Forcée par la logique marchande à s’engager dans une dangereuse course productiviste, l’agriculture s’essouffle et, avec elle, les agriculteurs éprouvent de plus en plus de difficulté à exercer leur métier. Les problèmes sociaux, économiques et environnementaux auxquels font face les artisans de la terre sont criants.
Malgré cela, il est encore trop tôt pour annoncer la fin des haricots. Dans les vignes de France comme dans les Prairies canadiennes, des plaines "vermontoises" au terroir québécois, la résistance s’organise et fait clairement entendre son message: il faut revenir à une approche plus modeste, penser goût et santé plutôt que perfection et profit, s’en remettre aux méthodes douces préconisées par nos ancêtres.
Cultivatrice à temps partiel et cinéaste à plein temps, Ève Lamont nous fait faire le tour d’un jardin planétaire visiblement mal en point. Fruit d’une longue et solide enquête, son documentaire met efficacement en relief les nombreux problèmes auxquels se heurtent paysans, cultivateurs et autres éleveurs. Grave sans être alarmiste, le propos diffuse également sa part de lumière: en effet, Lamont ne manque pas de recenser ces terres où prospèrent les "semences d’espoir" plantées par d’irréductibles paysans. La réalisatrice de Squat! et de Méchante Job nous parle de sa démarche.
Pas de pays sans paysans traite de plusieurs questions, qui auraient toutes pu faire l’objet d’un film entier. Y a-t-il eu tentation de n’en traiter qu’une seule plutôt que de les aborder à la queue leu leu?
"Oui, j’aurais pu réaliser un film sur les OGM ou sur la mondialisation de l’agriculture. J’ai aussi hésité entre me concentrer sur les impacts sociaux et environnementaux et parler seulement des "alternatives", des solutions. En faisant les deux, le film va au-delà de la simple dénonciation."
Le projet Pas de pays sans paysans a nécessité quatre ans de travail. Parlez-nous un peu du processus qui a conduit à sa création.
"C’est ce qu’on appelle faire du documentaire d’auteur. Il y a un peu de missionnariat là-dedans (rires). Ça exige un don de soi qui va au-delà de ce que ton budget de tournage peut te permettre. Ce qui m’a avantagé, c’est que je suis aussi camérawoman professionnelle. Avant mes débuts en réalisation indépendante, j’ai commencé à travailler comme camérawoman et directrice photo pour diverses maisons de production.

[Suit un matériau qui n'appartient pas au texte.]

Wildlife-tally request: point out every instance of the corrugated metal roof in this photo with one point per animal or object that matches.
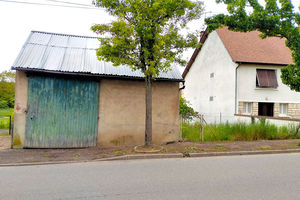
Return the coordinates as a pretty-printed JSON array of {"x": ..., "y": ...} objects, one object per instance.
[{"x": 54, "y": 52}]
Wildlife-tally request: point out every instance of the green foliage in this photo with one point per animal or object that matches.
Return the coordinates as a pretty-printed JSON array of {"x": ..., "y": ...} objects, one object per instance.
[
  {"x": 7, "y": 90},
  {"x": 271, "y": 20},
  {"x": 146, "y": 34},
  {"x": 4, "y": 117},
  {"x": 239, "y": 132},
  {"x": 185, "y": 109}
]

Ça m’a donné une souplesse et une capacité d’aller chercher sur le terrain une diversité de témoignages."
On s’attendrait à ce que le film, vu son parti pris engagé, suscite des émotions fortes telle la colère. Il donne aussi le moton, pardonnez l’expression…
"C’est pas un film racoleur. On parle de témoignages livrés par des gens vivants, réels, c’est pas des acteurs. Oui, ça va venir te chercher. La réalité dépasse souvent la fiction."